More elective surgery is to be switched from winter to summer months in order to ease the annual spike in patients being treated on trolleys, Health Minister Leo Varadkar has signalled.
Under fire in the Dáil to take more action to deal with the crisis, Mr Varadkar said he intended to target what he called “very long waiters”.
“Where it is necessary to prioritise cancer and other complex cases, the HSE assures me that this is being done. This inevitably will affect waiting lists.
“The challenge is to minimise the need for cancellation at short notice and to manage the impact of such cancellations effectively, within the hospital and in collaboration with other hospitals,” he said.

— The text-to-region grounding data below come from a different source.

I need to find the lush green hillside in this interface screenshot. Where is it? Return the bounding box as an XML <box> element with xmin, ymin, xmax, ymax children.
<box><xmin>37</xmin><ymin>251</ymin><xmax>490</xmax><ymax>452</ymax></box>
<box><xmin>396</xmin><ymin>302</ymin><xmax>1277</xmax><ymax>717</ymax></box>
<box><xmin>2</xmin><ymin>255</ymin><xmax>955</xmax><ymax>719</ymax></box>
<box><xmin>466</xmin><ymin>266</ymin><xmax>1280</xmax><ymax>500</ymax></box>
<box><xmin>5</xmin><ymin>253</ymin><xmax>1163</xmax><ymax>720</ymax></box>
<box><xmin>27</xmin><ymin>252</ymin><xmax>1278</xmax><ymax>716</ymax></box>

He said he expected it to be the second half of the year before the situation improved, adding that
a shift in health service thinking was needed.
“It is the case that emergency departments are much busier at this time of year every winter. What it might make sense to do would be to smooth out activities in hospitals so we do not plan as many elective procedures in January and instead plan to carry out more in the summer.
“At the moment, the surge happens in January and elective surgery is deferred but then wards are closed in the summer,” Mr Varadkar added.
Fianna Fáil health spokesman Billy Kelleher accused the Government of failing to live up to its promises regarding dealing with the problem of patients being treated on trolleys.
“The idea that the solution to overcrowding in emergency departments is the cancellation of elective surgery beggars belief. This is creating a major difficulty for individuals in terms of being told their elective surgery has been cancelled and that they are back on waiting lists,” Mr Kelleher said.